Tutti gli anni, dal 1990, il 17 gennaio si celebra in Italia la Giornata per l’approfondimento e lo sviluppo del dialogo tra cattolici ed ebrei. Anche a Loppiano, per l’occasione, ci si è sempre dati appuntamento in Auditorium con il rabbino capo emerito della Comunità ebraica di Firenze, Rav Joseph Levi. Questa volta, non potendo celebrare la Giornata in presenza, lo facciamo con questa intervista a Silvina Chemen, rabbina di Buenos Aires, grande amica di Loppiano, che parteciperà alla prossima Assemblea Generale del Movimento dei Focolari in qualità di invitata.

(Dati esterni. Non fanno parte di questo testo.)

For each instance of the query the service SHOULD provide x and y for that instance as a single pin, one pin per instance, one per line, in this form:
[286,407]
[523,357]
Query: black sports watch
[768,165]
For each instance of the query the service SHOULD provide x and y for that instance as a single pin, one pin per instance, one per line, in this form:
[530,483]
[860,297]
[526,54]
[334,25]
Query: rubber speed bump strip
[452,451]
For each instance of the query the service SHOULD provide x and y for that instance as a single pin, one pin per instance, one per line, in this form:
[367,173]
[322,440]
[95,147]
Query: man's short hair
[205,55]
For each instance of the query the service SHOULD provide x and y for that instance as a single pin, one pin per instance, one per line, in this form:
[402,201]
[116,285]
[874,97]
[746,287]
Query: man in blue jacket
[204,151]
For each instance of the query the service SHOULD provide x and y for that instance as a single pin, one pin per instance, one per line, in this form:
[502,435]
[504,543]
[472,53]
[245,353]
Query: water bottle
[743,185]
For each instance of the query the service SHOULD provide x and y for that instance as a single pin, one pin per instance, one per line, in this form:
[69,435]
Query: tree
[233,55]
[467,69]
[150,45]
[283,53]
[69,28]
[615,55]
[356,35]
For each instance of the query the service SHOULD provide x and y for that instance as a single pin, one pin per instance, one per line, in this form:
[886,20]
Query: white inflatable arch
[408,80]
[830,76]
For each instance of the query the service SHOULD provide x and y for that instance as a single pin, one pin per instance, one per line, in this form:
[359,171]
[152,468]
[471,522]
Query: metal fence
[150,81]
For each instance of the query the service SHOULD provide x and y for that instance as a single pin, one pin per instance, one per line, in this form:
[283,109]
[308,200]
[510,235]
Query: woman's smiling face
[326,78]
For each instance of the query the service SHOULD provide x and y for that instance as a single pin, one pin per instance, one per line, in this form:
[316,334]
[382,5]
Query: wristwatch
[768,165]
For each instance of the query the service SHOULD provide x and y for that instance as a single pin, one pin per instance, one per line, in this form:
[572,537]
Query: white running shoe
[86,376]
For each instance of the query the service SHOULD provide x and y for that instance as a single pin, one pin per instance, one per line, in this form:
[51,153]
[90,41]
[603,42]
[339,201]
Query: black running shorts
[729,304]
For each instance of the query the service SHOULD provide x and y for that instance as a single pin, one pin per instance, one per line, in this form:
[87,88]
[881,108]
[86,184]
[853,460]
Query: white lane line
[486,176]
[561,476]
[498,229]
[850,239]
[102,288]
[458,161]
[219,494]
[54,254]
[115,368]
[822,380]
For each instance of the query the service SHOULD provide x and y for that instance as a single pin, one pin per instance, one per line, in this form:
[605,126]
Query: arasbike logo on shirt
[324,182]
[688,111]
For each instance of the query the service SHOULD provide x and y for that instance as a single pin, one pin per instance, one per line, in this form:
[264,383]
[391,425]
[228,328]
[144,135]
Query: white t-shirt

Sul “sussidio” preparato per la Giornata di quest’anno, leggiamo: «Il Qohelet è certamente un libro che conserva il suo valore per l’oggi; l’autore è un saggio il cui scopo è stato quello di esplorare il nostro mondo e di cercare se esista un senso della vita, accettando allo stesso tempo la realtà così come essa è». Viviamo ancora nel pieno di una terribile crisi sanitaria che ha aggravato e messo in evidenza altre crisi in cui eravamo già immersi: ecologica, sociale, economica. Puoi dirci come vedi tu l’attualità di questo libro?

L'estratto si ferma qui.